Difficulty is a hard thing to debate. Person A says “I thought the later levels of Far Cry were poorly balanced” and Person B says “QQ moar, you just want EZ mode.” It’s hard to quantify, especially considering we couldn’t go a page on medkits without people insulting each other. :)
I finished all the GTA games, and while there were missions I found harder than others, I often found them satisfying, because the games were open enough that you could often concoct a strat to turn things in your favor. “hey, instead of chasing these guys on a motorcycle, I’ll steal a helicopter and cut them off from the air.” You couldn’t solve every mission like that, but at least you felt like you had options a lot of the time.
I also played a lot of the Midnight Club games, which, predictably, felt more restrictive. A lot of racing games come down to pinpoint execution, and it would get frustrating when you feel like you hit 19/20 turns perfectly but lose because some rubberband AI caught up to you at the last second and knocked you off course on the final turn.
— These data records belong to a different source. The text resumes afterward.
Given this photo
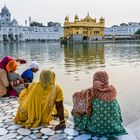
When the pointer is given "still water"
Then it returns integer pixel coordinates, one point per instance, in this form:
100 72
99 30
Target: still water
75 65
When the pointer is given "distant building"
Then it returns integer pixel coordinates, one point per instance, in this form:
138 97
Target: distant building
51 24
10 30
84 30
122 30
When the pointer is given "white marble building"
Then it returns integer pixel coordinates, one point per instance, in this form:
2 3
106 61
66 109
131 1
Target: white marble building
10 30
123 29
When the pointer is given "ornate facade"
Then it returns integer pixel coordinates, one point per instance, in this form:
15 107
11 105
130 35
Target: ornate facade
84 30
10 30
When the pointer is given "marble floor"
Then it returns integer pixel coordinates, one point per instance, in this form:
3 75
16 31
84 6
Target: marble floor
10 131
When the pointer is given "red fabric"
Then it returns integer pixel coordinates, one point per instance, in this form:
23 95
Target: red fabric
82 102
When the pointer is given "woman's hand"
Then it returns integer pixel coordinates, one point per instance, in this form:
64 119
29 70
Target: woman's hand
60 126
21 61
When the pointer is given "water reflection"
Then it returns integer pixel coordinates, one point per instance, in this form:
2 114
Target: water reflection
87 56
75 65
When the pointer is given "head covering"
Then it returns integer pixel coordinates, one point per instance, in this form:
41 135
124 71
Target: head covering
34 64
11 66
5 61
101 88
47 78
27 73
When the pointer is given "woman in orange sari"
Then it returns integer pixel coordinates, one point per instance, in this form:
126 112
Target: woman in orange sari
37 102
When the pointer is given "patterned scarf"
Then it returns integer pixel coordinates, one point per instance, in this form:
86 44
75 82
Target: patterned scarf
5 61
101 88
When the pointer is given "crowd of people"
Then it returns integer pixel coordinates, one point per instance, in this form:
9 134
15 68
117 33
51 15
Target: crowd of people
95 109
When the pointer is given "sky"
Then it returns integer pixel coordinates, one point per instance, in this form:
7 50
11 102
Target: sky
115 12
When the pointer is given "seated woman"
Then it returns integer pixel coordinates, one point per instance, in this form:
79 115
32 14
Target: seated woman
34 67
16 82
104 119
36 107
4 83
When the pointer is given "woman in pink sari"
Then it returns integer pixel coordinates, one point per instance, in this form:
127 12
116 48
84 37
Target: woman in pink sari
4 83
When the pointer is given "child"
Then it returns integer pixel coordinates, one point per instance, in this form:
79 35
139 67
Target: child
27 75
14 78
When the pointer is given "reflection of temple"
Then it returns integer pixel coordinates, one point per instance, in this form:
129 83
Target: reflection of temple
84 55
84 30
10 30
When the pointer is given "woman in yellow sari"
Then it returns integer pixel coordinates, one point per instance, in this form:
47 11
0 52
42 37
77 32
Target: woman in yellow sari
37 102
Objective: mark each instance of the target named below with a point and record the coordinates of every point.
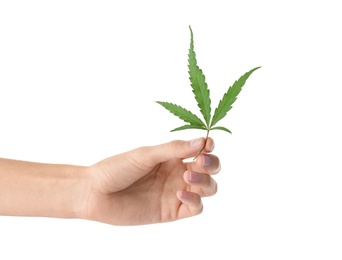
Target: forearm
(46, 190)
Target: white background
(78, 81)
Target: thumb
(172, 150)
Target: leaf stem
(205, 143)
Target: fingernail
(195, 142)
(206, 160)
(194, 176)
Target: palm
(150, 199)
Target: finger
(201, 183)
(206, 163)
(153, 155)
(191, 204)
(209, 145)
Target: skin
(151, 184)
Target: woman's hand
(152, 184)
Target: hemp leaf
(202, 96)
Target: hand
(152, 184)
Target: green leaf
(221, 128)
(230, 97)
(182, 113)
(184, 127)
(198, 84)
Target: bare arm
(37, 189)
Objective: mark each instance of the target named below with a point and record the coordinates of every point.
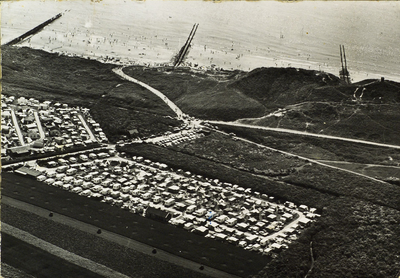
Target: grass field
(163, 236)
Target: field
(116, 104)
(320, 148)
(163, 236)
(357, 233)
(202, 95)
(356, 213)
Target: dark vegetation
(357, 235)
(319, 148)
(313, 101)
(214, 170)
(202, 95)
(80, 82)
(38, 263)
(223, 149)
(95, 248)
(277, 87)
(360, 217)
(371, 122)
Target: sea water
(231, 34)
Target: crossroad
(173, 106)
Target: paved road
(119, 239)
(307, 159)
(305, 133)
(16, 125)
(172, 105)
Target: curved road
(305, 133)
(172, 105)
(306, 159)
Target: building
(28, 172)
(158, 215)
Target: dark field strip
(38, 263)
(222, 256)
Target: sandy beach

In that case, it felt like the game was cheating to beat you, and that gets frustrating quickly.
The worst example I can think of was the final boss fight against the devil in Guitar Hero III Expert. I could write pages about what was wrong with the fight, but in short, you didn’t just need to be exceptionally good, you needed the RNG gods to bless you with the right sequence of powerups, which you didn’t get 90% of the time and caused a guaranteed loss. To make it worse, you had to sit through a minute of the song before getting to the battle portion, which was like adding an unneccessary cutscene to an already unbalanced fight.
I guess what it comes down to for me is fairness. I don’t mind a boss with a zillion hitpoints, but when your rank-and-file grunts can take multiple headshots, it feels a little silly. I’d be happier with 20 enemies flooding out of a barracks than bunch of guys spawning in front of me out of thin air. I remember Black Hawk Down had gripping, wide-open sections where you had to cross giant areas with gunfire flying in every direction, but also a lot of “gotcha!” trap deaths that were almost impossible to avoid the first time through. I guess “difficulty” doesn’t really bother me as long as I feel like the designer is playing fair.